Eileen O’Grady
A recent event, hosted by the Public Culture Project, emphasized the real-world benefits of arts and humanities for unhoused and incarcerated populations.
Read time: 5 minutes
For some, the act of putting pencil to paper is more than a creative exercise. It’s a lifeline.
James Parker has seen this dynamic firsthand at the Black Seed Writers Group, the weekly writing meetup he leads for homeless and housing-insecure people in Boston. Literature and the creative arts, The Atlantic columnist argued at a recent event, helps group members reconnect with their humanity, even when they’ve hit rock bottom.
“If you can write about your situation, you can step back from your situation,” Parker said. “That always gives you something — some way of getting out of the immediate crushing reality of it or at least taking a step aside. If you’re a poet, or if you can be journalistic about your life, then it gives you an edge that the guys who are completely enmeshed in it don’t have.”
The April 29 talk, titled “Arts and Humanities on the Edge,” was hosted by the Division of Arts & Humanities’ Public Culture Project and moderated by Professor of the Practice of Literary Criticism James Wood. It featured Parker in conversation with Hilary Binda, Founder and Executive Director of the Tufts University Prison Initiative of Tisch College (TUPIT) about the real-world impacts of arts and humanities amid enrollment declines at colleges and universities nationwide.
Dean of Arts & Humanities Sean Kelly gave an introduction. At Harvard, he shared, course enrollment in the Division has declined 17.5 percent over the last 20 years, and concentrator numbers have declined by 40 percent.
“It’s my goal to bring the arts and humanities back to the center of how we think about what we’re doing in colleges and universities and to promote them more broadly in the culture,” Kelly said. “I think if we don’t do that, we’re going to be putting out a generation of people ready for a midlife crisis 10 or 15 years from now.
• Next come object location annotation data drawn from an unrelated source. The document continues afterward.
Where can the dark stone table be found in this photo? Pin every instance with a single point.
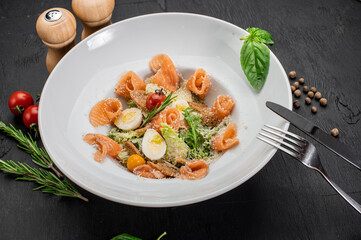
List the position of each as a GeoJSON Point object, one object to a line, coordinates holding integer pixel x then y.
{"type": "Point", "coordinates": [285, 200]}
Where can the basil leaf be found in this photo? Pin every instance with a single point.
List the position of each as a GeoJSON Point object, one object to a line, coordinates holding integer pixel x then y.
{"type": "Point", "coordinates": [255, 61]}
{"type": "Point", "coordinates": [260, 35]}
{"type": "Point", "coordinates": [125, 236]}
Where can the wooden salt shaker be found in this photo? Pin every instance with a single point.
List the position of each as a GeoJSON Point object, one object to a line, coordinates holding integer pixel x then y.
{"type": "Point", "coordinates": [57, 29]}
{"type": "Point", "coordinates": [94, 14]}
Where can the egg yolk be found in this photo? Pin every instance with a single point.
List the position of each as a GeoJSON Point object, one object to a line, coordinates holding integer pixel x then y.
{"type": "Point", "coordinates": [156, 139]}
{"type": "Point", "coordinates": [128, 116]}
{"type": "Point", "coordinates": [181, 107]}
{"type": "Point", "coordinates": [134, 161]}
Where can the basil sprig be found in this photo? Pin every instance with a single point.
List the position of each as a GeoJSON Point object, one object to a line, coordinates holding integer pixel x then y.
{"type": "Point", "coordinates": [255, 56]}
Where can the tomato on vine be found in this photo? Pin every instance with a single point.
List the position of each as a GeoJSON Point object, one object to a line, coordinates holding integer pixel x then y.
{"type": "Point", "coordinates": [30, 119]}
{"type": "Point", "coordinates": [19, 101]}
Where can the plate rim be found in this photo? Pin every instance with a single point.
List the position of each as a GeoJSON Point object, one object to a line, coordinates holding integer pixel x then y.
{"type": "Point", "coordinates": [193, 200]}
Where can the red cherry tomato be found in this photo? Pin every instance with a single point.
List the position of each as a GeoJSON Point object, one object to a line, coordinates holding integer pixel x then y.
{"type": "Point", "coordinates": [19, 101]}
{"type": "Point", "coordinates": [154, 99]}
{"type": "Point", "coordinates": [30, 116]}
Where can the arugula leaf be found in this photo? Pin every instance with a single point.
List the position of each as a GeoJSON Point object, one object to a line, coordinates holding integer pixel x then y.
{"type": "Point", "coordinates": [125, 236]}
{"type": "Point", "coordinates": [255, 56]}
{"type": "Point", "coordinates": [193, 138]}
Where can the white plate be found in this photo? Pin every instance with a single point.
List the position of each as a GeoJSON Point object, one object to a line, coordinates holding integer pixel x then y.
{"type": "Point", "coordinates": [90, 71]}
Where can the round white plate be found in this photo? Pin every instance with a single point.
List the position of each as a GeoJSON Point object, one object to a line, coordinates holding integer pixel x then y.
{"type": "Point", "coordinates": [90, 71]}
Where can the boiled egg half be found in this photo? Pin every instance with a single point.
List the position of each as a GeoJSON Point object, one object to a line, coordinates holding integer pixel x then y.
{"type": "Point", "coordinates": [153, 145]}
{"type": "Point", "coordinates": [129, 119]}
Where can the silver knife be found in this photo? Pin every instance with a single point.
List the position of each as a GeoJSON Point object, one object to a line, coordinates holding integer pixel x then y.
{"type": "Point", "coordinates": [316, 133]}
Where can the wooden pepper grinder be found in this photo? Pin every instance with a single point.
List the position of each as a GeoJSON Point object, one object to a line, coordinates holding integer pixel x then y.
{"type": "Point", "coordinates": [57, 29]}
{"type": "Point", "coordinates": [94, 14]}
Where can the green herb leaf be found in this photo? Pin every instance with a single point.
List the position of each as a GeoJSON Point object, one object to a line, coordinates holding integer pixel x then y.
{"type": "Point", "coordinates": [26, 143]}
{"type": "Point", "coordinates": [260, 35]}
{"type": "Point", "coordinates": [125, 236]}
{"type": "Point", "coordinates": [49, 182]}
{"type": "Point", "coordinates": [255, 61]}
{"type": "Point", "coordinates": [255, 56]}
{"type": "Point", "coordinates": [193, 138]}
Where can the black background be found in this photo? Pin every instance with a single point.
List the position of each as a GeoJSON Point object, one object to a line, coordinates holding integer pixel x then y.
{"type": "Point", "coordinates": [285, 200]}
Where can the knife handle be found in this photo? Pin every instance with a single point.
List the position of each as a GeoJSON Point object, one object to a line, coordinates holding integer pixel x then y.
{"type": "Point", "coordinates": [57, 29]}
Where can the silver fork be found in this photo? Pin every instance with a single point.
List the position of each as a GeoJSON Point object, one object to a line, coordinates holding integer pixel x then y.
{"type": "Point", "coordinates": [303, 151]}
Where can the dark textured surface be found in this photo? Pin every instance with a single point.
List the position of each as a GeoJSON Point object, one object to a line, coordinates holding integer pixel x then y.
{"type": "Point", "coordinates": [318, 39]}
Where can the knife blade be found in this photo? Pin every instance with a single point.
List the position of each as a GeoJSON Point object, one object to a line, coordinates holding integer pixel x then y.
{"type": "Point", "coordinates": [316, 133]}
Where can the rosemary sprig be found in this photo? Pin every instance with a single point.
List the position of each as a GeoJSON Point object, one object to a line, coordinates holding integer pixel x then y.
{"type": "Point", "coordinates": [157, 110]}
{"type": "Point", "coordinates": [26, 143]}
{"type": "Point", "coordinates": [49, 183]}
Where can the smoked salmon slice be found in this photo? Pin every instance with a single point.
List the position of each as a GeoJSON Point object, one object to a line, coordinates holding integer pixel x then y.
{"type": "Point", "coordinates": [128, 83]}
{"type": "Point", "coordinates": [222, 107]}
{"type": "Point", "coordinates": [170, 116]}
{"type": "Point", "coordinates": [194, 169]}
{"type": "Point", "coordinates": [105, 146]}
{"type": "Point", "coordinates": [227, 140]}
{"type": "Point", "coordinates": [105, 112]}
{"type": "Point", "coordinates": [199, 83]}
{"type": "Point", "coordinates": [165, 72]}
{"type": "Point", "coordinates": [147, 171]}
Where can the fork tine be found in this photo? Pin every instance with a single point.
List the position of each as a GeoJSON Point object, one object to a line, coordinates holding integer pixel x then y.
{"type": "Point", "coordinates": [292, 140]}
{"type": "Point", "coordinates": [286, 132]}
{"type": "Point", "coordinates": [293, 147]}
{"type": "Point", "coordinates": [295, 155]}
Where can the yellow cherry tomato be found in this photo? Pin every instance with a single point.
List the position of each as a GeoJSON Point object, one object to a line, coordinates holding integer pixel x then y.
{"type": "Point", "coordinates": [134, 161]}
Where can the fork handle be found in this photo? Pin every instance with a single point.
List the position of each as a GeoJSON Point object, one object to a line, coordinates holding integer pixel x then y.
{"type": "Point", "coordinates": [345, 196]}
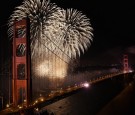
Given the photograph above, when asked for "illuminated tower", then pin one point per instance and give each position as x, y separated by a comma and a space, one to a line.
21, 63
125, 62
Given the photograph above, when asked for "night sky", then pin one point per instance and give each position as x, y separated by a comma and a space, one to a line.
113, 23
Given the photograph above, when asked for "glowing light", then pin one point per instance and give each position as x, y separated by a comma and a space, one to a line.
55, 34
86, 85
62, 31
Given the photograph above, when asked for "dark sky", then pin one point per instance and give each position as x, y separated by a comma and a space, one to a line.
113, 23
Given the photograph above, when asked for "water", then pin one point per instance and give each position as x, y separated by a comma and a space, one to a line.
88, 101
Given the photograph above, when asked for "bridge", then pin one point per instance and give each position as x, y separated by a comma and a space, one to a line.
35, 80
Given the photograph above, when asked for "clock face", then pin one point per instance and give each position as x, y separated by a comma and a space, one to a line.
21, 50
21, 32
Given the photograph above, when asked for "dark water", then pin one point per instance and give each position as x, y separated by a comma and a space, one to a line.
88, 101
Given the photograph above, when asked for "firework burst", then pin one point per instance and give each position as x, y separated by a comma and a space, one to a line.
65, 32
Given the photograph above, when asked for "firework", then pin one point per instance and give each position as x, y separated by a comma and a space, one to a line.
41, 14
75, 32
54, 33
65, 32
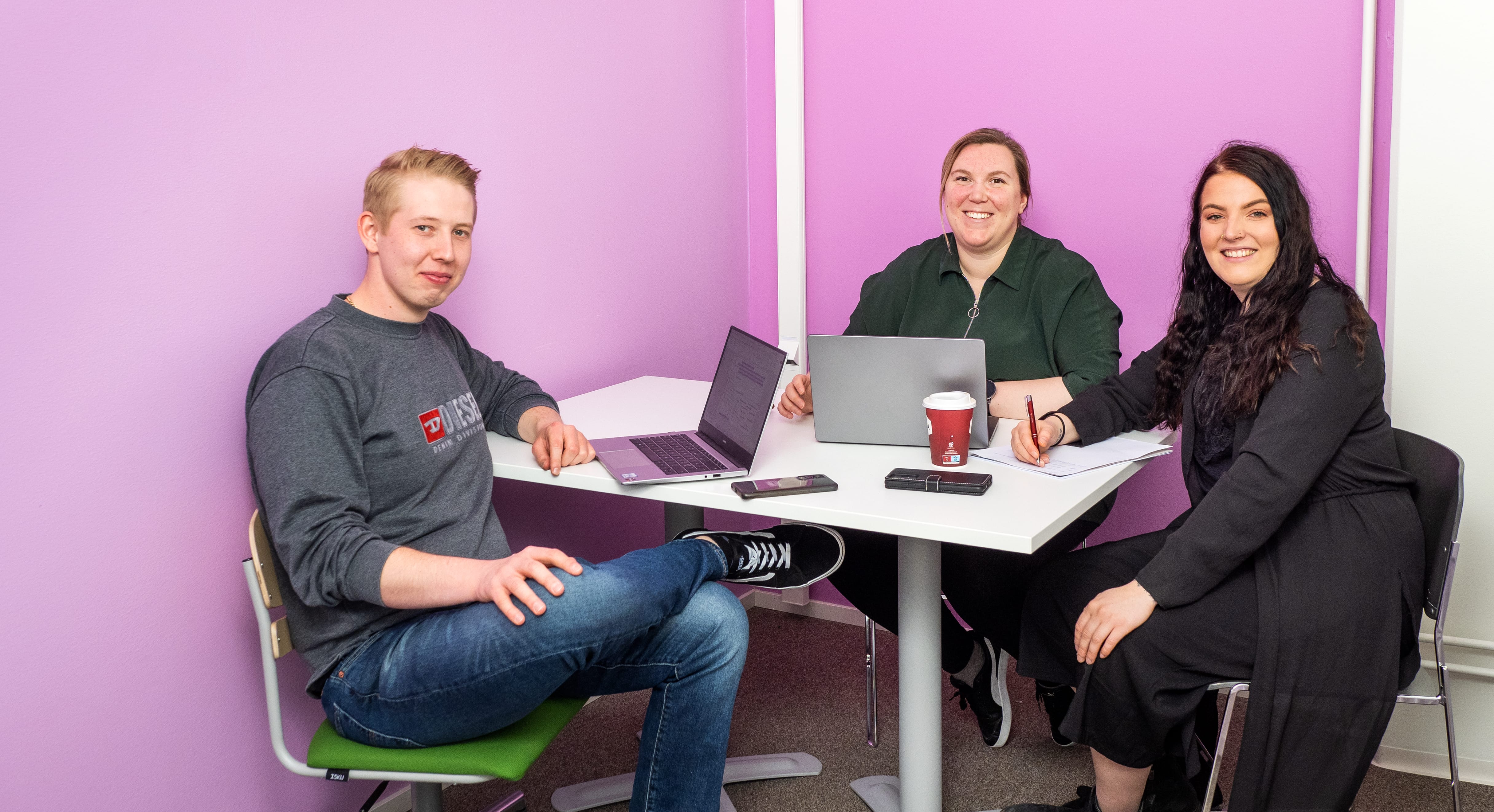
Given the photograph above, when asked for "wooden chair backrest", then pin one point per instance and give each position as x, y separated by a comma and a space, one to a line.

And I think that’s not going to be healthy for them or for our culture.”
“[The humanities are] seen as a luxury,” Binda said. “It's seen as [something] for privileged people who don’t have to worry about jobs and money, right? ‘Oh, I want to be sure I take a Shakespeare class.’ It's seen as extra now. It’s a devastatingly sad thing, because it is the way that we cultivate the capacity to reflect.”
Black Seed Writers Group was started in 2011, after Parker, who was volunteering on Tremont Street at the St. Paul’s Cathedral Monday Lunch, noticed a lot of people wanted to tell him their stories in a way that he compared to the Samuel Taylor Coleridge poem “The Rime of the Ancient Mariner.”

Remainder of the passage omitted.